跳转至

Zoo Leaderboard Stability Metrics Implementation Plan

For Claude: REQUIRED SUB-SKILL: Use superpowers:executing-plans to implement this plan task-by-task.

Goal: Make benchmark comparisons more robust by exposing cross-seed stability statistics and adding leaderboard modes that rank by seed-to-seed consistency.

Architecture: Extend aggregate benchmark rows in src/rl_training/zoo_cli.py with latest-metric stability summaries across seeds, specifically min, max, and std for return and normalized score. Reuse those fields in the existing leaderboard metric alias layer by adding stability-return and stability-normalized modes that sort ascending on standard deviation so lower variance ranks higher while single-seed groups remain unrated (None) and fall to the end.

Tech Stack: Python 3.10+, argparse, existing zoo CLI/report serializers, pytest.


Task 1: Add failing regression tests

Files: - Modify: tests/test_zoo_presets.py - Modify: tests/test_cli.py

Step 1: Write the failing tests - Add a report JSON aggregate test verifying latest_*_min, latest_*_max, and latest_*_std fields are emitted. - Add a leaderboard JSON test verifying --leaderboard-metric stability-normalized sorts by normalized-score standard deviation ascending and reports the resolved metric metadata.

Step 2: Run test to verify it fails

Run: pytest -q tests/test_zoo_presets.py tests/test_cli.py

Expected: FAIL because the new aggregate fields and stability aliases do not exist yet.

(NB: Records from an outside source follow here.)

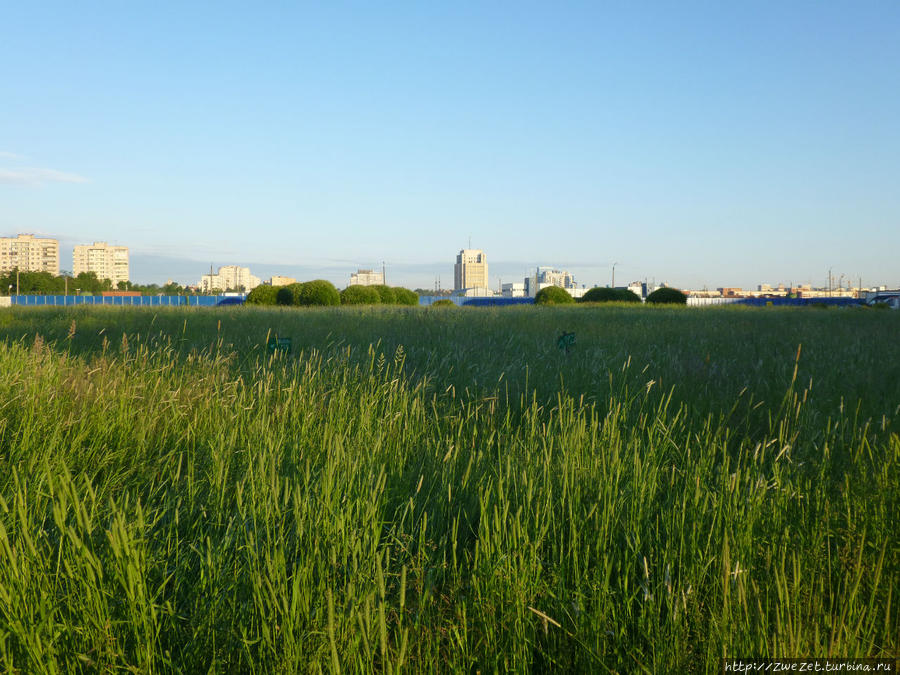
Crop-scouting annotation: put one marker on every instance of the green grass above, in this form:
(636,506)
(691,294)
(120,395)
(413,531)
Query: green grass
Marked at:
(424,490)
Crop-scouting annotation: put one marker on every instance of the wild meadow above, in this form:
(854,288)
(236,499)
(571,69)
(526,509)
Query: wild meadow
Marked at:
(445,490)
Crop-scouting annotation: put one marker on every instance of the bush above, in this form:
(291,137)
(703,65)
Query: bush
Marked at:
(318,293)
(405,296)
(553,295)
(386,293)
(287,295)
(262,295)
(667,296)
(601,294)
(360,295)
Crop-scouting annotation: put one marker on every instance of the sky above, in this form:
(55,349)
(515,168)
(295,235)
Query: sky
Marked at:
(702,144)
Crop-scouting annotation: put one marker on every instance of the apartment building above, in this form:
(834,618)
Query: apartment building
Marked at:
(107,262)
(229,277)
(470,270)
(28,253)
(367,278)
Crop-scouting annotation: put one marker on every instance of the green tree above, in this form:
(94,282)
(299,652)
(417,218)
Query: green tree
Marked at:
(405,296)
(360,295)
(601,294)
(553,295)
(318,293)
(263,295)
(667,296)
(288,295)
(386,293)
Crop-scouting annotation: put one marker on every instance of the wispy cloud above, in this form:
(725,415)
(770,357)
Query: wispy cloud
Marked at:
(35,176)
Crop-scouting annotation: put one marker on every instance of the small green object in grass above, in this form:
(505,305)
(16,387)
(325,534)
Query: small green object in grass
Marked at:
(277,344)
(565,342)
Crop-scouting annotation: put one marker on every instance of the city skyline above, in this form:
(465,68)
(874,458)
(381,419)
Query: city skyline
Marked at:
(704,146)
(148,269)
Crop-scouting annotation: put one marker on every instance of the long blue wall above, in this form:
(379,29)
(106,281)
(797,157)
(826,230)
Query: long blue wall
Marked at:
(127,300)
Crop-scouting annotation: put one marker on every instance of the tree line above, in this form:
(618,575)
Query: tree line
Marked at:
(324,294)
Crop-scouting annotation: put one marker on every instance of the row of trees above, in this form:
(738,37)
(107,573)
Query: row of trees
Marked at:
(323,293)
(554,295)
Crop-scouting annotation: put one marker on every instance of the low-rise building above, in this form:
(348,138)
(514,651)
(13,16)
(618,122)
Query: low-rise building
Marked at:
(228,278)
(514,290)
(107,262)
(28,253)
(367,278)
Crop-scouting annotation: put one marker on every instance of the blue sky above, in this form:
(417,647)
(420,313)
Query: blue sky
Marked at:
(701,143)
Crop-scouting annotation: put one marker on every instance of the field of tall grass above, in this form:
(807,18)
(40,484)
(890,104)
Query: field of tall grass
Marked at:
(444,490)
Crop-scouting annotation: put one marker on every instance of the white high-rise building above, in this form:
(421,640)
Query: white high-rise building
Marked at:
(470,270)
(229,278)
(28,253)
(367,278)
(107,262)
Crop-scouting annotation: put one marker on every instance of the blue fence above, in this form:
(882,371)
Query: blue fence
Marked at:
(800,302)
(128,300)
(461,301)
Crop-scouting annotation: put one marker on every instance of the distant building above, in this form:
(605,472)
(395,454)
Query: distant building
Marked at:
(367,278)
(230,277)
(639,289)
(731,292)
(548,276)
(107,262)
(470,270)
(28,253)
(513,290)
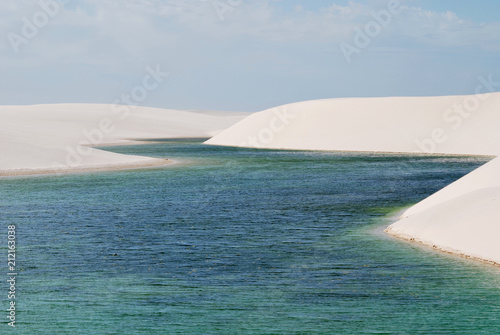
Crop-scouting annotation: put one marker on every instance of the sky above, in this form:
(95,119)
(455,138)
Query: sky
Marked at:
(243,55)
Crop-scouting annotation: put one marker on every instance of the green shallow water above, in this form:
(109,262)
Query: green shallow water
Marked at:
(236,241)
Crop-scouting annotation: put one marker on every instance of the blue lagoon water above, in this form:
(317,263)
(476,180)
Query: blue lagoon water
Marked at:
(238,241)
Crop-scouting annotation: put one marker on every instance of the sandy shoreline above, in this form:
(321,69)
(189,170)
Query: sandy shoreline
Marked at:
(446,250)
(155,162)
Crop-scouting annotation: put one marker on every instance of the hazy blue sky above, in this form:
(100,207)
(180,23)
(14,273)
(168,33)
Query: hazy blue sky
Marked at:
(243,55)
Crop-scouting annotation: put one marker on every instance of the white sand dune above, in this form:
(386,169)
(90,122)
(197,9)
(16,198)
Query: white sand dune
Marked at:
(463,218)
(57,138)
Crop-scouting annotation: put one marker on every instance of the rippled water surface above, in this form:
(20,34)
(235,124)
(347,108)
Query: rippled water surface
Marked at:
(236,241)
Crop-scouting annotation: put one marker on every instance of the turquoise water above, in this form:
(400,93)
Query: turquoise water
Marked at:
(236,241)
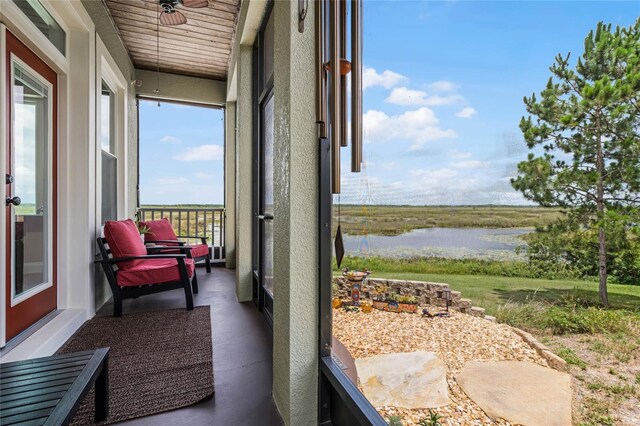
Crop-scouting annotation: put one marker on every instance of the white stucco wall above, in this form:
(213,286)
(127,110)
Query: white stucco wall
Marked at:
(244,176)
(230,185)
(296,188)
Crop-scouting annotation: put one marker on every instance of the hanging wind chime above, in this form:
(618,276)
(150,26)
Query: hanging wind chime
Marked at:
(332,67)
(157,90)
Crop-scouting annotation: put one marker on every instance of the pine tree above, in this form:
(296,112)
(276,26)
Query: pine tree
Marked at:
(584,140)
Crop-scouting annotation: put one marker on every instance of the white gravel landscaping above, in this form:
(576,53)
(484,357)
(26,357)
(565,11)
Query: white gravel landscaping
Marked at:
(456,340)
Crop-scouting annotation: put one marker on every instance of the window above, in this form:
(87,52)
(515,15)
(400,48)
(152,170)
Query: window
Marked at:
(43,20)
(107,127)
(109,154)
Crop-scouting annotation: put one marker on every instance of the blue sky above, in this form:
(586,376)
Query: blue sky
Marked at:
(444,83)
(181,154)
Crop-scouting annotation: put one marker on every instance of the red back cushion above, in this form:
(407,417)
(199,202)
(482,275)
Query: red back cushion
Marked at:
(159,230)
(124,240)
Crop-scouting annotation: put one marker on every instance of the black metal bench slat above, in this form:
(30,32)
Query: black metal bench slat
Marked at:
(39,392)
(10,366)
(6,412)
(34,422)
(31,400)
(6,369)
(36,389)
(63,412)
(23,417)
(41,368)
(41,378)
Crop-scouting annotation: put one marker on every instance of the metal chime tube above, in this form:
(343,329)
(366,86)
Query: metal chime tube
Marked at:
(344,128)
(336,115)
(321,79)
(356,85)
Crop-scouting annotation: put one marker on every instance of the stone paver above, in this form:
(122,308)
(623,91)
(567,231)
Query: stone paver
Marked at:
(408,380)
(519,392)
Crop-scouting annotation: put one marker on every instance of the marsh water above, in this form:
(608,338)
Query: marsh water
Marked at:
(483,243)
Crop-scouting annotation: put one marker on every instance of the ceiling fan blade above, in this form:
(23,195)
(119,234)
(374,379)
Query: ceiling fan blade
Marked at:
(195,3)
(172,18)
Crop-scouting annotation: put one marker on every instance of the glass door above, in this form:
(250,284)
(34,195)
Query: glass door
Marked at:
(30,187)
(263,181)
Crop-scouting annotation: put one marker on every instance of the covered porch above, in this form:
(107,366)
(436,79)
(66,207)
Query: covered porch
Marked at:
(254,59)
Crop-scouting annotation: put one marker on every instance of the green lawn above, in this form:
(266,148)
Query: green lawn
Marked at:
(491,292)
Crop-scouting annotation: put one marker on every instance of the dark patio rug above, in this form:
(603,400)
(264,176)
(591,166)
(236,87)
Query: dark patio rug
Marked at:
(159,361)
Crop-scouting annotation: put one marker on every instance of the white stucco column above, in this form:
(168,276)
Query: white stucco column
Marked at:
(230,184)
(296,183)
(244,170)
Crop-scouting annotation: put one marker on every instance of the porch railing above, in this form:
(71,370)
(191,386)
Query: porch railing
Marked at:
(195,222)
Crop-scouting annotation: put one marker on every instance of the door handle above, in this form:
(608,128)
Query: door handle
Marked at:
(15,201)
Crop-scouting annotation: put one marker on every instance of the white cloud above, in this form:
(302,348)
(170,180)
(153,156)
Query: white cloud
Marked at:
(437,100)
(419,126)
(406,97)
(201,153)
(203,175)
(460,155)
(170,139)
(442,86)
(467,112)
(471,164)
(167,181)
(386,79)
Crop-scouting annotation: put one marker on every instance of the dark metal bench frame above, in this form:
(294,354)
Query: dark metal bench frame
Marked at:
(38,392)
(109,265)
(207,258)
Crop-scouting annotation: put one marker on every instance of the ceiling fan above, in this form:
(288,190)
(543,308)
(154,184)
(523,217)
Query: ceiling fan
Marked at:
(170,16)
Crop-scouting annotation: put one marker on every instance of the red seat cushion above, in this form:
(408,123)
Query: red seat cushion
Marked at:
(159,230)
(199,250)
(153,271)
(124,240)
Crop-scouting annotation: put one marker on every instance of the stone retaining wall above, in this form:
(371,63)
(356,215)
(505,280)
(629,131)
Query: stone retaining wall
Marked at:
(427,293)
(431,293)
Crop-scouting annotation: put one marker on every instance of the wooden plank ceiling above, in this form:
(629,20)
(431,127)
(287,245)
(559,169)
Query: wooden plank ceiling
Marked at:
(199,48)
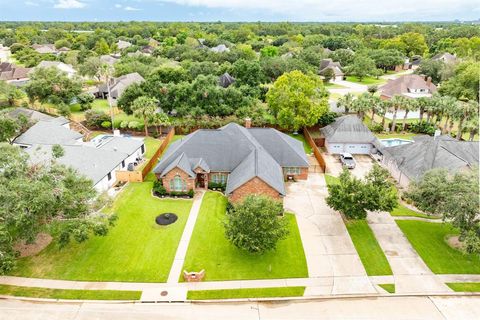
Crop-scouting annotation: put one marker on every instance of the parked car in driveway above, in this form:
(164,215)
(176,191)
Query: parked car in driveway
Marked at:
(347,160)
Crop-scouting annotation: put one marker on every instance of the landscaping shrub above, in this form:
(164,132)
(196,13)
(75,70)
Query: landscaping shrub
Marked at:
(377,127)
(217,186)
(423,127)
(95,118)
(327,118)
(106,124)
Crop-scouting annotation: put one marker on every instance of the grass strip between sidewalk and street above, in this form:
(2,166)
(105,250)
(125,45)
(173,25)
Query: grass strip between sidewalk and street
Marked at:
(46,293)
(368,249)
(245,293)
(464,286)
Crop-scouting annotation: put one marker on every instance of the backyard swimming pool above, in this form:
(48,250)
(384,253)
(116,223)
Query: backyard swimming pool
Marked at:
(392,142)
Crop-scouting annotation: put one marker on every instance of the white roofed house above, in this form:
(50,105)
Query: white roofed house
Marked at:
(99,159)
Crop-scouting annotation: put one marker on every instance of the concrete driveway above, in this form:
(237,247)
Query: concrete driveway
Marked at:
(411,274)
(328,247)
(334,166)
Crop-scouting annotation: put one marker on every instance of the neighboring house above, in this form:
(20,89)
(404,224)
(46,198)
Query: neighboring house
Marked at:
(410,86)
(247,160)
(45,48)
(348,134)
(220,48)
(225,80)
(118,86)
(13,74)
(123,44)
(335,67)
(445,57)
(108,59)
(98,159)
(410,161)
(67,68)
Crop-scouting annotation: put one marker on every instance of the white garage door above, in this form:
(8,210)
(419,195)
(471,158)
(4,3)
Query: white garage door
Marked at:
(358,148)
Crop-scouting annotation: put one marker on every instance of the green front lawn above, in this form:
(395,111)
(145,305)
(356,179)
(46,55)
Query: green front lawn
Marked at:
(402,211)
(301,138)
(245,293)
(464,286)
(366,80)
(368,249)
(210,250)
(32,292)
(136,249)
(429,240)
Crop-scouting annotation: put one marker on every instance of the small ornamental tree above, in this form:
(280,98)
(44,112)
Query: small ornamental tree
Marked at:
(256,224)
(354,197)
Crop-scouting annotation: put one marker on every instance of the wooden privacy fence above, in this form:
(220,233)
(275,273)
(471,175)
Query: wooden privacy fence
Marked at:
(153,160)
(139,175)
(316,151)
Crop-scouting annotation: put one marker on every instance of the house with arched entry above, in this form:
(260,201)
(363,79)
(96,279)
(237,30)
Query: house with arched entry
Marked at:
(244,160)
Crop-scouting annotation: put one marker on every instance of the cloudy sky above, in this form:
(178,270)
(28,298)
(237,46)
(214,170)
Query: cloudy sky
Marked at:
(240,10)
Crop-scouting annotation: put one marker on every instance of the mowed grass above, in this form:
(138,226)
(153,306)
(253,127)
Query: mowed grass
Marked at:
(210,250)
(301,138)
(245,293)
(135,249)
(366,80)
(45,293)
(429,240)
(389,287)
(402,211)
(370,252)
(464,286)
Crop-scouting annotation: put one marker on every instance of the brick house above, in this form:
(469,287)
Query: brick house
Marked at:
(246,160)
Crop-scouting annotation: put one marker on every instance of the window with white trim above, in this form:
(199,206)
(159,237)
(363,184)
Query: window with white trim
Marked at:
(218,178)
(178,184)
(292,170)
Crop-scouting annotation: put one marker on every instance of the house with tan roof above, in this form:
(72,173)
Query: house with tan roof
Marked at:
(409,86)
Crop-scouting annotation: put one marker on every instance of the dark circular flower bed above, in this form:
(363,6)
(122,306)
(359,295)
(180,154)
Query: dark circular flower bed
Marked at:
(166,219)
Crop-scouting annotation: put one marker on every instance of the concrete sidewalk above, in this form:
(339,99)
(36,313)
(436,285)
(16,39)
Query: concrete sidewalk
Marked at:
(329,250)
(176,269)
(411,274)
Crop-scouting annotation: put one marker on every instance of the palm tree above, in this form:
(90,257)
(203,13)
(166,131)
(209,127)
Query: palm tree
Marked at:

Task 2: Implement stability aggregation and ranking

Files: - Modify: src/rl_training/zoo_cli.py - Modify: src/rl_training/cli.py

Step 1: Write minimal implementation - Add helpers for aggregate min and std on numeric fields. - Emit latest return / latest normalized min, max, and std aggregate fields. - Extend leaderboard metric aliases with stability-return and stability-normalized. - Make stability aliases sort ascending because lower standard deviation is better.

Step 2: Run focused tests

Run: pytest -q tests/test_zoo_presets.py tests/test_cli.py

Expected: PASS.

Task 3: Document stability modes

Files: - Modify: README.md - Modify: zoo/README.md - Modify: src/rl_training/assets/zoo/README.md

Step 1: Add docs - Show --leaderboard-metric stability-normalized. - Explain that stability modes rank lower cross-seed standard deviation higher.

Task 4: Verification

Run: - Focused: pytest -q tests/test_zoo_presets.py tests/test_cli.py - Broader: pytest -q

Notes: - This plan intentionally omits commits because the session instructions forbid committing unless explicitly requested.